And after realizing this, one sees connections with many issues in research and in Computer Science. For instance, averages of different benchmarks. It's often fine to benchmark two different algorithms on some data sets: if the algorithm domain is simple enough, the variation on different inputs is small, and the input can anyway be characterized by a small number of features. Think of sorting algorithms: the inputs you pass them can be random, Gaussian, ordered, reverse-ordered, and that's it more or less. OK, I'm oversimplifying a bit, I guess. But in other cases, the input space has a much higher number of dimensions.

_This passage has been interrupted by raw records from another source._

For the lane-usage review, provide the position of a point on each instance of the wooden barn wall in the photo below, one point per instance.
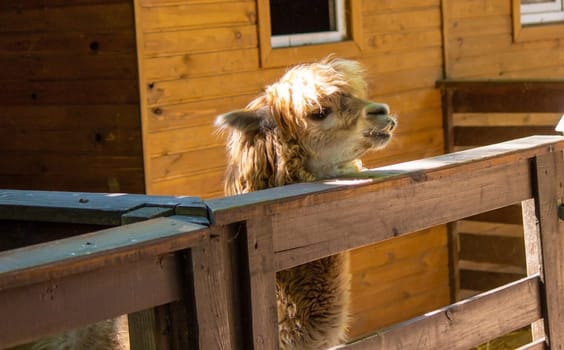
(200, 58)
(479, 43)
(484, 40)
(69, 99)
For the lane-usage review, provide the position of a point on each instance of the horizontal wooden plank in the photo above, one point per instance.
(479, 8)
(494, 249)
(95, 250)
(408, 303)
(39, 164)
(454, 327)
(490, 228)
(506, 119)
(197, 15)
(100, 91)
(506, 215)
(69, 67)
(486, 280)
(406, 80)
(195, 113)
(118, 142)
(432, 199)
(413, 20)
(83, 18)
(186, 90)
(68, 42)
(505, 96)
(486, 135)
(174, 142)
(84, 208)
(120, 181)
(383, 254)
(201, 40)
(17, 234)
(236, 208)
(375, 43)
(502, 64)
(206, 184)
(197, 65)
(399, 61)
(81, 299)
(186, 163)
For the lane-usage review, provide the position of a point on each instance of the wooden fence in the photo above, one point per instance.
(490, 248)
(202, 274)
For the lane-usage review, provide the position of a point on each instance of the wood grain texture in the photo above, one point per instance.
(68, 304)
(454, 327)
(548, 179)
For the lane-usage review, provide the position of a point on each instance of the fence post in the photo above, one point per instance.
(548, 183)
(213, 281)
(262, 276)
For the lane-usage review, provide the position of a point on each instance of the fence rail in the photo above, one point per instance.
(212, 265)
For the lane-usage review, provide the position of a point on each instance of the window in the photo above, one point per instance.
(537, 20)
(541, 11)
(298, 22)
(295, 31)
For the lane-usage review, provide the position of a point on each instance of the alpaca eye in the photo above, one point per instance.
(321, 114)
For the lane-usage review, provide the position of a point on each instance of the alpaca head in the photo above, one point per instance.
(320, 112)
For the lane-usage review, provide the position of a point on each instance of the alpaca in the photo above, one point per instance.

And then, even worse, benchmarks about programming languages. Not only we have all these problems about sampling the input space, but in this case the input spaces of two language implementations, for different languages, are not the same, and they don't match in a meaningful way: they are not isomorphic, just like spoken languages. In other words, there is not a unique way of translating a program, and when you do, there's no way to make the pieces match one-by-one. There are infinite ways to solve a problem in any Turing-complete language (and a not-so-small number of reasonable alternative), and an intrinsically different infinity of ways for another language. And maybe, your translation is too slow because it's not appropriate for that language, and you should write the same program in a more idiomatic style.
The same concept is expressed here in a less abstract way.

And in this situation, not only we have actual benchmarks about programming languages, but even performance myths for or against Java, C#, Python, C, and so on. I.e., stereotypes, once again, about languages. And this time, mostly false.

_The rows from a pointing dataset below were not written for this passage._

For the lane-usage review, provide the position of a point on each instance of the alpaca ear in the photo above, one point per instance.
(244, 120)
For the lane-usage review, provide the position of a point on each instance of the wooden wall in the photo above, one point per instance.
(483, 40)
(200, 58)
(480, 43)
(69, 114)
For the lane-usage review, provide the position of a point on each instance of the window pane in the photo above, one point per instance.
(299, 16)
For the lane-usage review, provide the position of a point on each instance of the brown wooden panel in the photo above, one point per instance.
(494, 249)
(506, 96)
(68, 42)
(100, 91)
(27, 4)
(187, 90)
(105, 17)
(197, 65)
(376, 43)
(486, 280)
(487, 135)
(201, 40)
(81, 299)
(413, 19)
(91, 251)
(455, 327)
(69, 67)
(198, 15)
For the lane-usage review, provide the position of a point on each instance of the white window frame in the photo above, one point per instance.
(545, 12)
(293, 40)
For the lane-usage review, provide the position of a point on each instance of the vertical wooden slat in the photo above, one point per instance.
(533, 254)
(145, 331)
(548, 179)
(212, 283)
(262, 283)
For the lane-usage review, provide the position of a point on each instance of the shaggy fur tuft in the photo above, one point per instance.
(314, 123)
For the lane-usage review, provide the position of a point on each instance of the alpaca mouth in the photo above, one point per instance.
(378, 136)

For instance, we could talk of people thinking that Java is slow and Python is more lightweight, while it's actually the other way around, as long as we speak of throughput. What those people think is only true about startup latency, and only partially about memory consumption (Python has prompter garbage collection because of refcounting, but its object layout could benefit some huge improvement). And now in this example, we see that not only the input space is high-dimensional, but that even the performance space cannot be characterized by a single number. To compare memory consumption, we need to give a function of the used memory for a given object set, for Java and for Python. And the object sets are, again, not isomorphic! We're over.

Trying to sum up too much any result is going to give us lies. We can't help it; we should stop asking for simple answers to hard questions, and for silver bullets, and for a lot of other easy things, and go instead to work hard and enjoy the results.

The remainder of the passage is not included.